To elucidate the underlying mechanism of the OBI, we investigated the genetic features of the HBV strain. An analysis of the complete genome sequence revealed that the virus was genotype C1, serological subtype adw2 [16]. Further analysis of HBsAg amino acids identified 16 substitutions. Substitutions I126N and P142L were located in the “a” determinant region (amino acids 124–147, major target of neutralising antibodies). Both are considered typical mutations associated with the ability of HBsAg to escape detection and vaccine efficacy [17, 18]. Additionally, amino acid substitution at positions Y100C, Q101H, T118K, V159A, and R160K (located in the major hydrophilic region, close to the “a” determinant) may also alter HBsAg antigenicity [19, 20]. HBV strains carrying these HBsAg mutations may escape recognition by diagnostic and protective antibodies, resulting in virus reactivation and diagnostic failure (negative for HBsAg).

However, several questions remain to be considered. First, why were HBV mutations present? Second, why was there no decrease, but rather an increase in anti-HBs antibody levels, after HBVr? The literature suggests that HBV-specific T cells are the main effectors that eliminate infected cells or inhibit viral replication [21, 22], such that treatment with the T-cell inhibitor tacrolimus (FK506) to prevent transplant rejection is associated with a high risk of HBVr [3, 23]. The mutated HBV may reflect selection for immune escape in this vaccinated transplant recipient and thus its efficacy in reactivation [5]. However, wild-type HBV strains that stimulate the proliferation and differentiation of HBV-specific memory B cells, and in turn the production of anti-HBs antibodies, no doubt persisted [16, 24]. Since anti-HBs antibodies are not directed against viral mutants, they have no protective activity.

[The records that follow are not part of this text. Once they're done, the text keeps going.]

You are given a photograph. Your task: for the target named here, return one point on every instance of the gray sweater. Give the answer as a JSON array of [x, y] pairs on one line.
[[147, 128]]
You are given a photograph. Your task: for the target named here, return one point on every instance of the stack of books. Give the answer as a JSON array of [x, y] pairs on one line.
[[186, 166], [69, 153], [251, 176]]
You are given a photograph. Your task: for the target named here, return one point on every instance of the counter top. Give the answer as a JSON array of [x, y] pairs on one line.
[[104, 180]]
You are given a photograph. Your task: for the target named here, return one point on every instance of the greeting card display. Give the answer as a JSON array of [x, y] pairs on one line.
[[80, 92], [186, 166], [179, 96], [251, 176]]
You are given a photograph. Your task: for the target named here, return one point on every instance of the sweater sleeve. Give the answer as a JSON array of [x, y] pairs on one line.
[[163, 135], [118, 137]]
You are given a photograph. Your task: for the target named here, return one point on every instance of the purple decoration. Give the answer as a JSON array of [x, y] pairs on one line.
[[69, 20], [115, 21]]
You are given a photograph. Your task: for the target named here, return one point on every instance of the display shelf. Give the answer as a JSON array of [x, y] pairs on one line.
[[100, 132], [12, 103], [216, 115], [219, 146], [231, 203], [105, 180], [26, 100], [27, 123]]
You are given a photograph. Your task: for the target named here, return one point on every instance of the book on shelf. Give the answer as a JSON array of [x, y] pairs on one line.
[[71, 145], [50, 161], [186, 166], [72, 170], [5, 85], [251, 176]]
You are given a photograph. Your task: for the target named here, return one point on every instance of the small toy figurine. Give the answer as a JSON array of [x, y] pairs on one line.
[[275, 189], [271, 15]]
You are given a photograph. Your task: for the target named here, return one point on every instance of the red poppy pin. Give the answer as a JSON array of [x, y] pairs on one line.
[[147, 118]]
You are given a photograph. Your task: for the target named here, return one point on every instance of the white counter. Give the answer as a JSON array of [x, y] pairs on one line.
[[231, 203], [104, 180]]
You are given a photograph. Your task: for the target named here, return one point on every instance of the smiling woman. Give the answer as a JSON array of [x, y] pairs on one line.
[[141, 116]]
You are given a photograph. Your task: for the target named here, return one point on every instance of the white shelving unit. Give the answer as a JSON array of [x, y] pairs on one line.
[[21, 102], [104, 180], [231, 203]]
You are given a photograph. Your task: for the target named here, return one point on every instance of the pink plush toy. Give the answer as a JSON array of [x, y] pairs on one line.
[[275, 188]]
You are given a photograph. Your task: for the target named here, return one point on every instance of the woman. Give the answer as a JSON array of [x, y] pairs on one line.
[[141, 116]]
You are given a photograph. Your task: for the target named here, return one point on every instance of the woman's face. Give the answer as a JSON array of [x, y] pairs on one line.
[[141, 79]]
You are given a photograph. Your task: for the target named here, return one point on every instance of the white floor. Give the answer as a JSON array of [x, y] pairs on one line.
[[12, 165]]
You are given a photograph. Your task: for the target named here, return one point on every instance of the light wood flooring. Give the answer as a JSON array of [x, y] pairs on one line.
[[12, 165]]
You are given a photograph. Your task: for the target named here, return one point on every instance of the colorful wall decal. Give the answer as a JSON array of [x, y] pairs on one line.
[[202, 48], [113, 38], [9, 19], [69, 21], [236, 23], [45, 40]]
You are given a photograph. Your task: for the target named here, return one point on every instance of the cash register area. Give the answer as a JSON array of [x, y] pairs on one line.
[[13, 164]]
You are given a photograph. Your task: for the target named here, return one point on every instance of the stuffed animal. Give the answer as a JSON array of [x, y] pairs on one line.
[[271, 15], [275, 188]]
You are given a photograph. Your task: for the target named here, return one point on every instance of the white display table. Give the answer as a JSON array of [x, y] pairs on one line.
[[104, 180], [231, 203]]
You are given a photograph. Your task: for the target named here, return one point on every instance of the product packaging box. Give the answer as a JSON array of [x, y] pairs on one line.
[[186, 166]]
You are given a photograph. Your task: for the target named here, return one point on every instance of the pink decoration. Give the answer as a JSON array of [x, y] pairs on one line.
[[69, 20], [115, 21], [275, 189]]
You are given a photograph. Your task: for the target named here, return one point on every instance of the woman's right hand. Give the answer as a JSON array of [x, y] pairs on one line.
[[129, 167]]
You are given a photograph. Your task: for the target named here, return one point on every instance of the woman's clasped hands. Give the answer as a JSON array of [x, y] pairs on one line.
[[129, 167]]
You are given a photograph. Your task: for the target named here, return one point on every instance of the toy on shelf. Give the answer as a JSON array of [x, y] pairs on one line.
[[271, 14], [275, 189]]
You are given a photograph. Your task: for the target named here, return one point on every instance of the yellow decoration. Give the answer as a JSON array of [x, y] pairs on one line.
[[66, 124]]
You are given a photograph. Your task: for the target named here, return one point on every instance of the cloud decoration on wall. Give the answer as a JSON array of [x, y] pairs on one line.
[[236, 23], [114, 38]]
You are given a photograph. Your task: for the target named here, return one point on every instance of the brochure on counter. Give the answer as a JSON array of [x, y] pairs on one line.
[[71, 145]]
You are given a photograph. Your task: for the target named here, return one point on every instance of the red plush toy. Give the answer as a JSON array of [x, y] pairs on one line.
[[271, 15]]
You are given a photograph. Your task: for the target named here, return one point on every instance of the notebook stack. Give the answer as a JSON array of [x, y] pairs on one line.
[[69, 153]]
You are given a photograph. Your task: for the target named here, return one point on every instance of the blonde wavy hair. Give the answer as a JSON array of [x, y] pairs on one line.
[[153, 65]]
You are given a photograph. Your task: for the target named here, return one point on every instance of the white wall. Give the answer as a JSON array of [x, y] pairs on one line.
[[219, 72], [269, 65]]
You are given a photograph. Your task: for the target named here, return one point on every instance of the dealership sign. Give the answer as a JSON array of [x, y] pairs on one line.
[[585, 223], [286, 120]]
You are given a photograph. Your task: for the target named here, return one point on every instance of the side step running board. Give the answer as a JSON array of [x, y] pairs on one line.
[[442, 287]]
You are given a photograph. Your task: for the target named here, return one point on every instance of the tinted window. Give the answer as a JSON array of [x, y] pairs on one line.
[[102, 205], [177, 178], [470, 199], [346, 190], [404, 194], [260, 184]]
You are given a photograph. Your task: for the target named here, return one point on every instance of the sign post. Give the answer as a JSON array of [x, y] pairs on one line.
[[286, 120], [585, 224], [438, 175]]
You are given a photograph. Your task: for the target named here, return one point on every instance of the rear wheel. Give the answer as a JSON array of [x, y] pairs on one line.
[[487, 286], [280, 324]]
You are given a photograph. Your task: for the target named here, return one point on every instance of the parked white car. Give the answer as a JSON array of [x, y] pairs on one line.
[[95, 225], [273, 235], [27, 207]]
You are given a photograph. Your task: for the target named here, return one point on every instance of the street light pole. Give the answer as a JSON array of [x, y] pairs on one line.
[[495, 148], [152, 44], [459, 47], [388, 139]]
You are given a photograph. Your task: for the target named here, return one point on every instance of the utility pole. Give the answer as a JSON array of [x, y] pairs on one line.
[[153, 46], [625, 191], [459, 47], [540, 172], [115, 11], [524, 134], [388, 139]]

This case demonstrates the potential reactivation of an HBV escape mutant, resulting in occult infection. It thus provides insight into the persistence of HBV protective immunity after variant infection. Moreover, it is a reminder of the importance of HBV DNA detection in monitoring immunosuppressive patients with a history of HBV infection. Early recognition of virological replication and initiation of antiviral therapy can prevent further liver damage.